Van Keuren read from the Book of Revelation: “Then I saw a new heaven and a new earth; for the first heaven and the first earth had passed away, and the sea was no more. And I saw the holy city, the new Jerusalem, coming down out of heaven from God, prepared as a bride and bridegroom adorned for each other. And I heard a loud voice from the throne saying, ‘See, the home of God is among mortals. God will dwell with them; they will be God’s peoples, and God will indeed be with them; God will wipe every tear from their eyes. Death will be no more; mourning and crying and pain will be no more, for the first things have passed away.’ And the one who was seated on the throne said, ‘See, I am making all things new.’”

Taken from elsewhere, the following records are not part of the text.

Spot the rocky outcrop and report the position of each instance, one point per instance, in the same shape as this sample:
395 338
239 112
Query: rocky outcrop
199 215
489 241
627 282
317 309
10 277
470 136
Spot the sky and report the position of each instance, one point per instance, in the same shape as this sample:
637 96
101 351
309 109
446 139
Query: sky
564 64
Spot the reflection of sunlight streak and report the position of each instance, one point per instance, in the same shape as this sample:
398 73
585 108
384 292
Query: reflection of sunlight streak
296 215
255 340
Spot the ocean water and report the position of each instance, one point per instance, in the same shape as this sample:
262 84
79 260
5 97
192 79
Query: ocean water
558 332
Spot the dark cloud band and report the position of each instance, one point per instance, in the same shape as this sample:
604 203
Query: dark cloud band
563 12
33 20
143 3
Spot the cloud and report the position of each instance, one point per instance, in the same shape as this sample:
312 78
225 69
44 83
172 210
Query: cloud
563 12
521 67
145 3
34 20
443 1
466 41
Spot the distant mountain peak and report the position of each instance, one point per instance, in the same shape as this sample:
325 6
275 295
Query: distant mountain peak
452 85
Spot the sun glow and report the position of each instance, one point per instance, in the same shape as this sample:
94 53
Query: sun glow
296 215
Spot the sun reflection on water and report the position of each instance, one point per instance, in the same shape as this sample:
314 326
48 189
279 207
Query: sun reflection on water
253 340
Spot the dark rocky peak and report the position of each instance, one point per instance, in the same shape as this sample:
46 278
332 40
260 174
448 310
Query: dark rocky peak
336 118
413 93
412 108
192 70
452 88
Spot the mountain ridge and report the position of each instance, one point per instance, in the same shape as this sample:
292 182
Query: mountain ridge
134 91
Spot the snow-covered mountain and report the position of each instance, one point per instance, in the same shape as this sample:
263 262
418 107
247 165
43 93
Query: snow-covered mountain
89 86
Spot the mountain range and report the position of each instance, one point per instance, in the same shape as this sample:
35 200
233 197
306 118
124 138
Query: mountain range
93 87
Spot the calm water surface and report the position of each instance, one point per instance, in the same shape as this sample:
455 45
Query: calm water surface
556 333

“Religion is a very strong force,” Sneiderman said, “and it is a force to be used for good. Where we see senseless hate, senseless darkness, we have to confront it with senseless kindness and senseless light.”
Speaking through tears, Bria said, “In response to the horrific terrorist attacks that occurred on American soil this morning, the Delaware Undergraduate Student Congress would like to offer our deepest and sincerest regrets to all that have lost the lives of loved ones and friends in this terrible event. Our commitment is to the students at this University and we stand before you today imploring you to help us help one another. We are deeply concerned about the students here on our campus. We have seen the tear-strewn faces and heard the heart-wrenching stories. We want to be at the service of the students who have suffered losses and those who are angry and confused. We want to reach out to students who feel unsafe and those who may want to retaliate with violence. The Executive Board of the DUSC is a passionate board and we want students and faculty to know that we want to help in the efforts to ease their pain and grief. We are available to contribute to any programs that would assist the student body in dealing with this issue. We hope that all of your family members and friends are safe. God bless America.”
The ceremony ended with a statement by Wilson, “We have come together, students, faculty, staff, administrators—all part of the human family—seeking understanding, to feel support as we try to make sense out of the chaos of this September day. As we go from here still in disbelief, shock, confusion, facing many unknowns, we know that it will take time, more time than we can imagine, to find peace of mind, body and spirit. May the One known by many names walk with you today and always. Blessed be.
Counselors were present and waiting at the Perkins Student Center to talk with students who needed assistance and guidance.